Railway Connects Sarajevo to Croatian Coast, Opening Economic Prospects
SARAJEVO, Bosnia-Herzegovina — A passenger train sputtered out of Sarajevo on Tuesday, reopening a key north-south railway and prospects of an economic recovery in Bosnia after 3 1/2 years of war.
Bosnian officials and foreign diplomats boarded the five-coach train headed for the Adriatic port of Ploce, Croatia, after a ceremony in which Bosnian President Alija Izetbegovic proclaimed: “This, today, is the second opening of the city.”
The Bosnian capital was under siege throughout the war and reopened this spring when Bosnian Serbs handed over five suburbs to the Muslim-Croat federation.
The United States, other countries and aid organizations gave $10 million in money and equipment to reconstruct the line.

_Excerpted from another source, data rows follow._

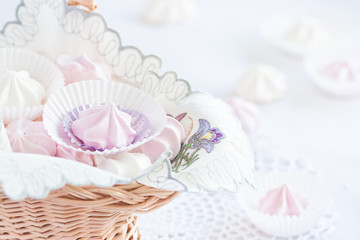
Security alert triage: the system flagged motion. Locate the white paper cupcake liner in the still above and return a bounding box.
[0,48,65,124]
[43,80,167,156]
[238,173,331,237]
[63,103,150,151]
[304,53,360,97]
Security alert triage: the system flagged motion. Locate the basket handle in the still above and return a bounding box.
[68,0,97,12]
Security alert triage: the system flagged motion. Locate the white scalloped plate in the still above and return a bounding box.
[0,0,253,200]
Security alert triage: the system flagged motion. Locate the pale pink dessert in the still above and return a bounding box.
[132,117,185,163]
[56,54,111,84]
[72,103,136,149]
[226,97,260,134]
[55,145,98,167]
[6,118,56,156]
[259,185,307,216]
[323,60,360,82]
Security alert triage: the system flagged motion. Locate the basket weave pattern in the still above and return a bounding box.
[0,183,179,240]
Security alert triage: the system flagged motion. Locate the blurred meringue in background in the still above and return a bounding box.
[285,17,329,48]
[262,14,333,57]
[236,64,287,104]
[142,0,196,25]
[304,52,360,97]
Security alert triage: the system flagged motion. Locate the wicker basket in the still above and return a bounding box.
[0,183,178,240]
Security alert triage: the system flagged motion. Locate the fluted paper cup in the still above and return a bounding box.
[0,48,65,124]
[238,173,331,237]
[43,80,167,156]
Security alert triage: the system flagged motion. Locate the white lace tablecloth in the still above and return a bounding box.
[139,136,336,240]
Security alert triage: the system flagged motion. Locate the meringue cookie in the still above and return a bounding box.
[56,54,111,84]
[55,145,98,167]
[226,97,260,135]
[95,152,151,178]
[236,64,287,103]
[323,60,360,82]
[259,184,307,216]
[142,0,196,24]
[6,118,56,156]
[132,116,185,163]
[0,70,45,107]
[285,17,329,48]
[72,103,136,149]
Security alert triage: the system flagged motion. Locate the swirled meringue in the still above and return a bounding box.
[259,184,307,216]
[226,97,260,135]
[285,17,329,48]
[95,152,151,178]
[236,64,287,103]
[0,70,45,107]
[133,116,185,163]
[56,54,111,84]
[72,103,136,149]
[6,118,56,156]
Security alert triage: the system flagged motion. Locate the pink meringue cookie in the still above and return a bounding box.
[6,118,56,156]
[132,116,185,163]
[55,145,99,167]
[56,54,111,84]
[72,103,136,149]
[259,185,307,216]
[226,97,261,135]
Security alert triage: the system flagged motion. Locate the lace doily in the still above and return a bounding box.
[139,136,336,240]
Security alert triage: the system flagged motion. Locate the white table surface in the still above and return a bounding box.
[0,0,360,240]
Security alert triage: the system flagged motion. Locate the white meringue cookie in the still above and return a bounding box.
[285,17,329,48]
[236,64,287,103]
[142,0,196,24]
[0,70,45,107]
[95,152,151,178]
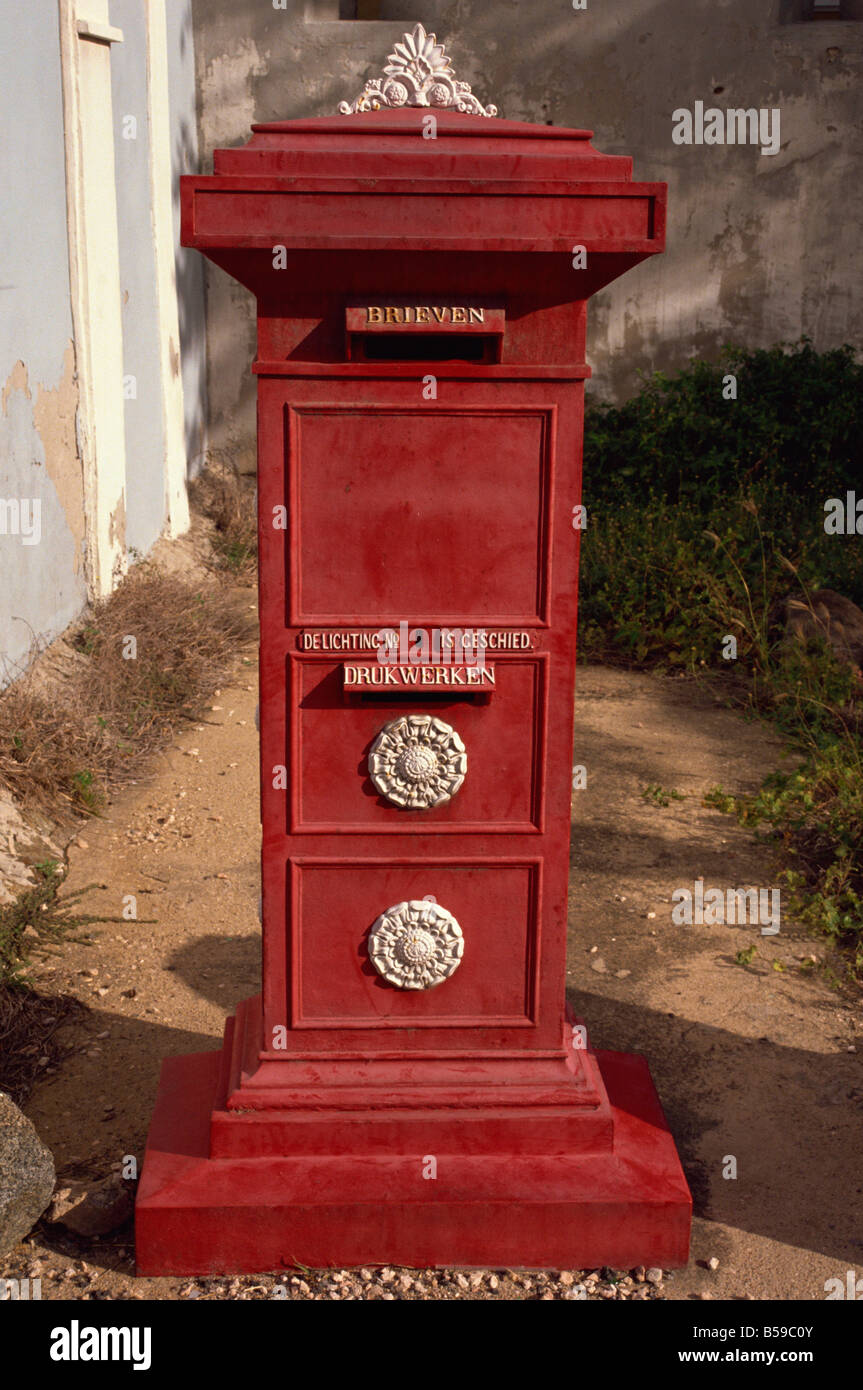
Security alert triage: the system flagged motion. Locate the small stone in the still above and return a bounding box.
[0,1091,54,1255]
[50,1177,132,1236]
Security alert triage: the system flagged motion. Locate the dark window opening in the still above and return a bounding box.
[353,334,496,361]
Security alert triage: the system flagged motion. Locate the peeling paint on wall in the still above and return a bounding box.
[33,343,85,574]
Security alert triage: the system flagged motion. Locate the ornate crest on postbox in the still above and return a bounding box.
[339,24,498,115]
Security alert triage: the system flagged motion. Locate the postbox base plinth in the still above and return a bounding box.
[136,1052,691,1275]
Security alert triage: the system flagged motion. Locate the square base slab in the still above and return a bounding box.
[135,1052,692,1275]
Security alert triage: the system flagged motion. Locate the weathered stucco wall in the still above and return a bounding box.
[0,6,86,687]
[111,0,165,555]
[167,0,207,477]
[0,0,206,688]
[193,0,863,468]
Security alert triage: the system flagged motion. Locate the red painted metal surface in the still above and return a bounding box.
[138,110,689,1273]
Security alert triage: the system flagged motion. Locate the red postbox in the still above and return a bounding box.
[138,31,691,1273]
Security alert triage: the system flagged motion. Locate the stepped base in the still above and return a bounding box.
[136,1052,691,1275]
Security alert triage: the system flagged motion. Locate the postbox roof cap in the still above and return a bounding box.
[213,107,632,182]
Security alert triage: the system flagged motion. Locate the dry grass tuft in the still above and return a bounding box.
[189,463,257,584]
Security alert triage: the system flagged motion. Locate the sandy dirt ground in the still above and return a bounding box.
[10,653,863,1300]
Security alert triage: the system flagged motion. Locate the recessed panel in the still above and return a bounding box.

Meanwhile, a key prosecution witness told the U.N. war crimes tribunal in The Hague that Bosnian Serb Dusan Tadic was not present during one of the grisliest crimes for which he stands accused.
Witness “H,” a 28-year-old Muslim with three young sons, told the court in closed session last Wednesday that he had never seen Tadic at the Serb-run Omarska prison camp in the Prijedor region of northwest Bosnia.
Also last Wednesday, however, another Muslim survivor of Omarska, Halid Mujkanovic, told the court that he saw Tadic among a group of about 10 Serbs present during a brutal sexual mutilation.